Building and growing multi-cultural churches. At Good Shepherd, we call it going full color — people from every race and tribe and tongue under one roof worshipping the one true God.
Here’s something interesting: the churches where “full color” happens tend to be non-denominational and charismatic/pentecostal. Across the country, the ethnically diverse churches are new congregations without denominational ties but with expressive worship.
What’s the irony in that? The main line denominations (Presbyterian, Episcopalian, Lutheran, and, yes, Methodist) have talked such diversity for years. In fact, the United Methodist Church has a number of denominational-level boards and agencies that issue proclamations about race relations in the church and in the world. We even an internal monitoring agency to ensure that all of our denominational meetings are fully “inclusive” in terms of race.
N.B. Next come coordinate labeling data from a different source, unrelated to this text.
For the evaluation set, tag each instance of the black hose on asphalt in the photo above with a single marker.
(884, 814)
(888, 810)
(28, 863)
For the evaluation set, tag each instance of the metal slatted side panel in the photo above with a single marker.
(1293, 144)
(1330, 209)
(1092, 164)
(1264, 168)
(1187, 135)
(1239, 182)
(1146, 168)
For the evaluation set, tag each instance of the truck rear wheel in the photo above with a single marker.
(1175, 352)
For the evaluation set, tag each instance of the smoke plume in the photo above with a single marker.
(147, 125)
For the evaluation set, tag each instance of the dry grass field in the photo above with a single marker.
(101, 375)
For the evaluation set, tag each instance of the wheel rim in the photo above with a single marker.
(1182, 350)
And then all those Methodists leave their “inclusive” meetings at the bureaucratic level and return home to their single-race churches. It’s all backwards.
Isn’t it better to focus our energy on having racially inclusive & diverse congregations?! I for one am much more interested in what happens in a local United Methodist Church than I am in what happens at a three day meeting on the national level.
That’s why we’re part of Mosaix. Because we’re going full color. On this level, the local church.